Duplicate Question
The question on this page has been marked as a duplicate question.
Original Question
A dress that is size x in France is equaivalent to size d(x) in the United States, where d(x)equalsxminus32. (a). Find a fu...Question
A dress that is size x in France is equaivalent to size d(x) in the United States, where d(x)equalsxminus32.
(a). Find a function that will convert U.S. dress size to French dress size.
(b) Use the inverse function to find the French size of a dress if it is U.S. size 8.
Question content area bottom
Part 1
(a) The inverse of the function is d Superscript negative 1 Baseline left parenthesis x right parenthesis equals nothing
.
(Simplify your answer.)
(a). Find a function that will convert U.S. dress size to French dress size.
(b) Use the inverse function to find the French size of a dress if it is U.S. size 8.
Question content area bottom
Part 1
(a) The inverse of the function is d Superscript negative 1 Baseline left parenthesis x right parenthesis equals nothing
.
(Simplify your answer.)
Answers
There are no human answers yet.
Answered by
GPT-4o mini
To solve the problem, we will find the inverse function of \( d(x) = x - 32 \).
### Part 1: Finding the inverse function
Given:
\[ d(x) = x - 32 \]
To find the inverse, we will express \( x \) in terms of \( y \):
1. Replace \( d(x) \) with \( y \):
\[ y = x - 32 \]
2. Solve for \( x \):
\[ x = y + 32 \]
Now, we can express the inverse function:
\[ d^{-1}(y) = y + 32 \]
For clarity in notation, we can replace \( y \) with \( x \) to denote the input of the inverse function:
\[ d^{-1}(x) = x + 32 \]
### Final Answer for Part 1
The inverse of the function is:
\[ d^{-1}(x) = x + 32 \]
---
### Part 2: Finding the French size for U.S. size 8
Now we will find the French size when the U.S. size is 8 using the inverse function.
\[
d^{-1}(8) = 8 + 32 = 40
\]
### Final Answer for Part 2
The French dress size equivalent to U.S. size 8 is:
40.
In summary:
1. The inverse function is \( d^{-1}(x) = x + 32 \).

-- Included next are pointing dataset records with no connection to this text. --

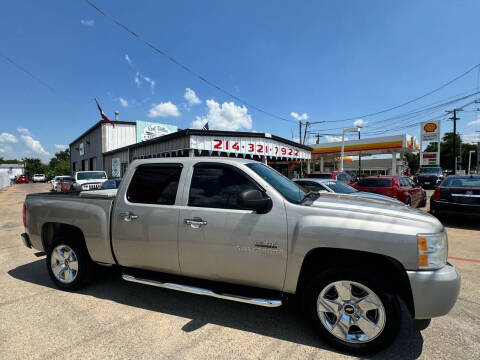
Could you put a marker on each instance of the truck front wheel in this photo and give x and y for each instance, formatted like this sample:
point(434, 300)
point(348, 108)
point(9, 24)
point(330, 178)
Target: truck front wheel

2. For U.S. size 8, the French dress size is 40.
### Part 1: Finding the inverse function
Given:
\[ d(x) = x - 32 \]
To find the inverse, we will express \( x \) in terms of \( y \):
1. Replace \( d(x) \) with \( y \):
\[ y = x - 32 \]
2. Solve for \( x \):
\[ x = y + 32 \]
Now, we can express the inverse function:
\[ d^{-1}(y) = y + 32 \]
For clarity in notation, we can replace \( y \) with \( x \) to denote the input of the inverse function:
\[ d^{-1}(x) = x + 32 \]
### Final Answer for Part 1
The inverse of the function is:
\[ d^{-1}(x) = x + 32 \]
---
### Part 2: Finding the French size for U.S. size 8
Now we will find the French size when the U.S. size is 8 using the inverse function.
\[
d^{-1}(8) = 8 + 32 = 40
\]
### Final Answer for Part 2
The French dress size equivalent to U.S. size 8 is:
40.
In summary:
1. The inverse function is \( d^{-1}(x) = x + 32 \).
2. For U.S. size 8, the French dress size is 40.
Submit Your Answer
We prioritize human answers over AI answers.
If you are human, and you can answer this question, please submit your answer.